Oracle Process Architecture Internals


To understand the Oracle Architecture in detail, we need to have deep understanding of the Memory and Process architecture. I have already covered Oracle Memory Architecture here. In this post I would cover the basic Oracle Internal processes and their interprocess communication.

NOTE:- This posts assumes that you are aware of Oracle Memory Architecture.

Arch.PNG

Broadly Oracle Process structure is classified as:-

User Process, Server Process and Background Process. We would cover every process individually.

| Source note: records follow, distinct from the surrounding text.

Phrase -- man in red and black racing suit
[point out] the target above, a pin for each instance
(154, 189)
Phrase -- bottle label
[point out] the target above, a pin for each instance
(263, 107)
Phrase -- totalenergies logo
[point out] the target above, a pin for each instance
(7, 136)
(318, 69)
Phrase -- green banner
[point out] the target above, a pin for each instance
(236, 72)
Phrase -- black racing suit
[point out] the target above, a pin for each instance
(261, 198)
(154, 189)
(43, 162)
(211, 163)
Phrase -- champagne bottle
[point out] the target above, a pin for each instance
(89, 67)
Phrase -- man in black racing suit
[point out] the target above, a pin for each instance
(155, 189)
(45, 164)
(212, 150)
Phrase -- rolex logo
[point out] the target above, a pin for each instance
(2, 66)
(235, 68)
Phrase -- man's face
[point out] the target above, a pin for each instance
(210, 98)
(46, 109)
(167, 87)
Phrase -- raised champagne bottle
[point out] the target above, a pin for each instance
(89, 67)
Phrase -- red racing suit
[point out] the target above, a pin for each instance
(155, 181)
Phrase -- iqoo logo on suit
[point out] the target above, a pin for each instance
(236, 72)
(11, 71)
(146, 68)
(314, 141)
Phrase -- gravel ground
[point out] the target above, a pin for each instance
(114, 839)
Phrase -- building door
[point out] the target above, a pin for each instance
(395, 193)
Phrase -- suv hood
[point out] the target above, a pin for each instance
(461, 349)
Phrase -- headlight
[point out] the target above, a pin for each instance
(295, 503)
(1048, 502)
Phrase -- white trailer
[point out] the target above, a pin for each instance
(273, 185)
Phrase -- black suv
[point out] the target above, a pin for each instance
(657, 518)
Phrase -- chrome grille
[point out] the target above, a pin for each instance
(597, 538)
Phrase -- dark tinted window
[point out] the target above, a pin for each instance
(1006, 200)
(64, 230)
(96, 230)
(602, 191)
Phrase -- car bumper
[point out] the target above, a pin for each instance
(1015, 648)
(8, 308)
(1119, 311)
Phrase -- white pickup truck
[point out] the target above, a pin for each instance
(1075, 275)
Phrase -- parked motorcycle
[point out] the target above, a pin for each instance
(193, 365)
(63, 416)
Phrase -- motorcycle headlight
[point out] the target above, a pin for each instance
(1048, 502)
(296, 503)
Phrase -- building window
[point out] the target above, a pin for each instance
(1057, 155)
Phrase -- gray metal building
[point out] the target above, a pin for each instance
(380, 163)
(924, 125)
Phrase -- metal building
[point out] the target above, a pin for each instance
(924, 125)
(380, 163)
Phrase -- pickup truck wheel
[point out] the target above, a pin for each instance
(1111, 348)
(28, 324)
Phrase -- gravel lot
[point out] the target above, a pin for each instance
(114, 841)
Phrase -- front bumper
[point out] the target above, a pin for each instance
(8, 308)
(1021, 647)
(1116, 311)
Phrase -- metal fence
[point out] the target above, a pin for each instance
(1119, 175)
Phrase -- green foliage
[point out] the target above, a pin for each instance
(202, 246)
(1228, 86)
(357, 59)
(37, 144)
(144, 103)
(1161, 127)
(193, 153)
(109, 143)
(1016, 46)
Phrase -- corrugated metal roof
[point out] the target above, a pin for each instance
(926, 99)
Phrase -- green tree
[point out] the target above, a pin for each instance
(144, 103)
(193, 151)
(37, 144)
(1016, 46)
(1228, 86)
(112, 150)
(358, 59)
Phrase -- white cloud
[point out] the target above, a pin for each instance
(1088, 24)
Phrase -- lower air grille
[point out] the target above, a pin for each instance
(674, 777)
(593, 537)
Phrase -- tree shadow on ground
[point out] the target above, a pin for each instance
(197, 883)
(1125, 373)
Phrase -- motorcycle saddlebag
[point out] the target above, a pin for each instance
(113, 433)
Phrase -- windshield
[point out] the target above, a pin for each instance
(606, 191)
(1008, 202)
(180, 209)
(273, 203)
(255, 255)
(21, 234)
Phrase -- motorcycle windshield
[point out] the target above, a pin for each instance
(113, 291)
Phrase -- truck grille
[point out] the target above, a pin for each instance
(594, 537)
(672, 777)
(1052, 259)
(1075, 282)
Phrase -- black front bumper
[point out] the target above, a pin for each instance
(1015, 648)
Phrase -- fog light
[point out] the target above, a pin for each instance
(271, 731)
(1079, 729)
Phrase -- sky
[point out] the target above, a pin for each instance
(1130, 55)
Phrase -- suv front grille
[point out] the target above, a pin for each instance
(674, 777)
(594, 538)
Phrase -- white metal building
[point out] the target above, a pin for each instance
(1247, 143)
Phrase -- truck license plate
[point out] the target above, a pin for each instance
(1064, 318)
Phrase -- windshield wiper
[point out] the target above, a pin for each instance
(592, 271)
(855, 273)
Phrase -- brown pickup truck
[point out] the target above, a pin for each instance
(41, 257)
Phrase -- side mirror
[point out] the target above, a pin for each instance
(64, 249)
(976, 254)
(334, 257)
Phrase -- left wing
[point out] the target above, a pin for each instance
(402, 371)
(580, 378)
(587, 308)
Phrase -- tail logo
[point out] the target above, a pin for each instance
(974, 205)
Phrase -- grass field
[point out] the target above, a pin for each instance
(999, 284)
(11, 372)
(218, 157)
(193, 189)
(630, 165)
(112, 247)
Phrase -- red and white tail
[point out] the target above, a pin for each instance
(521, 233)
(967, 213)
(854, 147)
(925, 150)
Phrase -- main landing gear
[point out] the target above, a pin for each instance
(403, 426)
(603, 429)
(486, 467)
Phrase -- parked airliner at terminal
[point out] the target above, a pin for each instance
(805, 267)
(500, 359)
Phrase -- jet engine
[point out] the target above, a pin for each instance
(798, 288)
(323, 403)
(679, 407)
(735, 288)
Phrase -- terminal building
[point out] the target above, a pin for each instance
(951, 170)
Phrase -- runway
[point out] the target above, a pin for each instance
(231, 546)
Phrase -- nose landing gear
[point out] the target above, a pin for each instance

  1. User Process:- A database user whi needs to request information from the database must first make connection with the Oracle Server. the connection is requested using a database interface tool, such as SQL*Plus, and beginning the user process. The user process does not interact directly with the Oracle Server. Rather ut generates calls through the user program interface (UPI), which creates a session and start a server process.user.PNG
  2. Server Process:- Once a user has established a connection, a server process is started to handle the user processes requests. A server process can be either a dedicated server process or  a shared server process. In a dedicated server environment, the server process handles the request of a single user process. Once a a user process disconnects, the server process is terminated. In a shared server env., the server process handles the request of several user processes. The server process communicates with the Oracle server using the Oracle Program Interface (OPI).
    dedi

    Dedicated Server Connection

    shared

    Shared Server Connection

  3. Background Process:- There are two classes of background processes: those that have a focused job to do and those that do a variety of other jobs (i.e., utility processes).
    bg.PNG

    Focussed Background Processes

    Let’s now take a look at the function performed by each major process of interest, starting with the primary Oracle background processes.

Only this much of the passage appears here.